BIM is a technologically enabled process of collaborative design and production that allows architects, engineers, clients, and contractors to collaboratively work together in a single model — both simultaneously and in sequence. Using a shared computer-generated model and database, decisions can be made and problems defined and solved prior to the project "breaking ground". Clash detection and coordination across trades can be resolved in coordination meetings prior to construction — avoiding delays and issues in the field. This saves time and money as well as reducing environmental impact. BIM also allows for more complex and ambitious 3D design to be realized successfully and safely.

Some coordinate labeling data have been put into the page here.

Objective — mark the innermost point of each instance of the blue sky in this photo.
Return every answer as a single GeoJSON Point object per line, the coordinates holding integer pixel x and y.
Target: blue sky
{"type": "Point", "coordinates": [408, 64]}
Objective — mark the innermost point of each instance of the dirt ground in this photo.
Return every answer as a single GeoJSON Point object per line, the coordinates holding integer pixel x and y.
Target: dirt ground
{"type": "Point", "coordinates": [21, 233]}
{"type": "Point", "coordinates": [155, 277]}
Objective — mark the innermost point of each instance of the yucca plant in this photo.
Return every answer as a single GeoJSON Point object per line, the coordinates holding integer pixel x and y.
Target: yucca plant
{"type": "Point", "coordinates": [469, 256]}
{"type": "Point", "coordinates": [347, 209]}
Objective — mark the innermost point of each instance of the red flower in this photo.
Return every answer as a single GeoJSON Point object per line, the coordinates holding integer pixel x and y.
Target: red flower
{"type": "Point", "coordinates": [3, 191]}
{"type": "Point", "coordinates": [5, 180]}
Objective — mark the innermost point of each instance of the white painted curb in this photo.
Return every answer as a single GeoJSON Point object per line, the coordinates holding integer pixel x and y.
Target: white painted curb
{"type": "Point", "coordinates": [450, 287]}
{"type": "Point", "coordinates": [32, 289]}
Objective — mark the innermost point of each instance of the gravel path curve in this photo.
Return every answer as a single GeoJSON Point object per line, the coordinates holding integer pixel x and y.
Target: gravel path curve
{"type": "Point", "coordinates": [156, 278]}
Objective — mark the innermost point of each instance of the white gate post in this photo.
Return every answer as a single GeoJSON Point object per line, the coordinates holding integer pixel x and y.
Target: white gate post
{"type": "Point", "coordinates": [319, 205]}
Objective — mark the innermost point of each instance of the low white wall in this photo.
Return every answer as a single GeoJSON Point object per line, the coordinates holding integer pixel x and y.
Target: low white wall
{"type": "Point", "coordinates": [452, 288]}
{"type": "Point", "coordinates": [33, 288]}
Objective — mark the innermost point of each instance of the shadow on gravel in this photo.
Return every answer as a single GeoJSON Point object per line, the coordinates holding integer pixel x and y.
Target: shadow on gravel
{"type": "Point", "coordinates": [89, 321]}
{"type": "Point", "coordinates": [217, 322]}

A BIM representation will involve a digital model of the project that includes all functional systems and aesthetics, such as electrical wiring, air conditioning, doors, windows etc., as well as geometric features. It is a shared multi-disciplinary resource allowing all those working on a project to share information and working processes in order to achieve maximum efficiency and effectiveness. BIM encourages and facilitates communication and collaboration by using the latest digital technology. The design-to-construction workflow is significantly overhauled as a result, and the BIM model will remain in place once construction is completed, as a vital one-stop reference tool that can be continually updated as required.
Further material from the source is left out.